We set off on the Friday with great frivolity. A mad dash to try and catch the lock at high tide, with all the last minute preparations and loading of supplies. It’s always a little stressful to leave Portishead, but all that was quickly forgotten as we got out in to a windless but sunny Bristol Channel. Everyone soon settled in to the trip and we headed for Dom & Harriet’s first night at anchor on Budge on the North coast of Devon at Porlock. No wind at all meant a comfortable night which was cold as soon as the sun dropped below the horizon, reminding us that this was still March.
The next day was a leisurely start to catch the tide out of the Bristol Channel, around the corner with a planned stop at Clovelly. Skipper Dom did his tidal planning well and we were blessed with a force 5 blow from the East and downwind surfing all the way out of the channel. Truly unheard of sailing in this part of the world!
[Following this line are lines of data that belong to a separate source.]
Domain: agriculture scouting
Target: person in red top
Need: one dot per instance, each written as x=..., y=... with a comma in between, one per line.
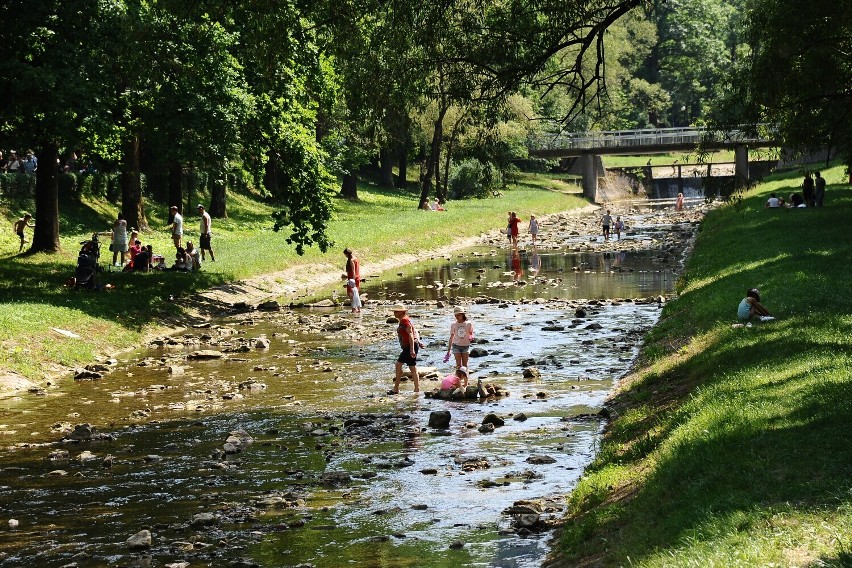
x=409, y=342
x=353, y=270
x=514, y=221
The tide helped us too and we quickly sailed past Combe Martin and Illfracombe, around Morte point and down towards Clovelly where Our good friend Charlie had provided some useful information for the best place to anchor in this remote spot. Thankfully we arrived before dark, as none of us knew this anchorage. It was a little rolly, but the wind soon died away and the sea flattened out. Getting to shore proved to be a little tricky though. At low tide, all we were presented with was a steeply shelved rocky beach and no access to the inner harbour. We four intrepid sailors loaded ourselves in to Budge’s dinghy and skipper Dom rowed us to shore heading for a large concrete structure that looked like a likely landing place. It proved to be somewhat different, slippery as hell and in fact useless for access to the beach, so much to the amusement of anyone watching we fought our way up the rocky beach and tied the long painter to a large rock.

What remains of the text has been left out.